Sequential policy components 1 to 5 are divided into three overall policy phases: 1) the preparation phase, 2) the formulation phase, and 3) the implementation and sustaining phase. Each is punctuated by 2 or 3 milestones which can be used to plan and structure the KSP process and ensure that it is on track to meet its objectives. There are also continuous feedback loops ensuring that these objectives are adjusted as necessary to remain the right ones, even when new opportunities or threats appear during the duration of the policy, or the external environment changes in ways which might affect it.

  • Component 6 – Monitoring and evaluation, is an ongoing component throughout the whole policy cycle supporting all others through its provision of the rationale and tools for the systematic measurement and evaluation of the KSP’s inputs, activities, outputs, outcomes and impacts, as well as maximizing its continued efficiency, effectiveness, utility and sustainability.
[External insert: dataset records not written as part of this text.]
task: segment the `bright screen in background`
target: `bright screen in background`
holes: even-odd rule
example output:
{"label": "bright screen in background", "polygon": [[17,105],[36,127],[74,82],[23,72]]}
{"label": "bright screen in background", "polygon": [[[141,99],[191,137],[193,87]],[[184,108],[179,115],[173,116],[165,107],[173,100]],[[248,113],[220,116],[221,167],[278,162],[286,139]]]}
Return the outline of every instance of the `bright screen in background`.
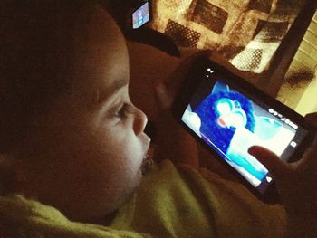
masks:
{"label": "bright screen in background", "polygon": [[149,21],[149,2],[145,3],[132,14],[133,29],[137,29]]}
{"label": "bright screen in background", "polygon": [[294,140],[298,126],[274,109],[260,107],[220,80],[203,97],[200,93],[194,94],[192,101],[196,103],[188,104],[182,121],[253,186],[264,190],[272,176],[247,153],[248,148],[261,145],[278,156],[285,151],[289,155],[300,143]]}

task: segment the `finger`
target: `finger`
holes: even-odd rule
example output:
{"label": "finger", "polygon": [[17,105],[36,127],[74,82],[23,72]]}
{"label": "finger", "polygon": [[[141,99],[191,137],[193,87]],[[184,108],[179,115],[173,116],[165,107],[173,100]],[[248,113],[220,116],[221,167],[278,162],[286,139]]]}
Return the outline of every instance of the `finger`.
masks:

  • Component 7 – Communication, is also a component ongoing throughout the whole policy cycle linking all others to the wider society and external stakeholders and interests, including to the general public as the broader stakeholder base. It consists of two-away communication enabling the KSP to disseminate information and raise awareness, on the one hand, and encourages public consultation and engagement on the other. It thus combines communication, awareness-raising and outreach strategies.

Ongoing components 6 and 7 together ensure that the KSP retains overall relevance, coherence and effectiveness, by both feeding off and feeding in new knowledge and know-how. This approach also makes it possible to prioritize and scale policy cycle components 1 to 5 according to need in a timely and flexible.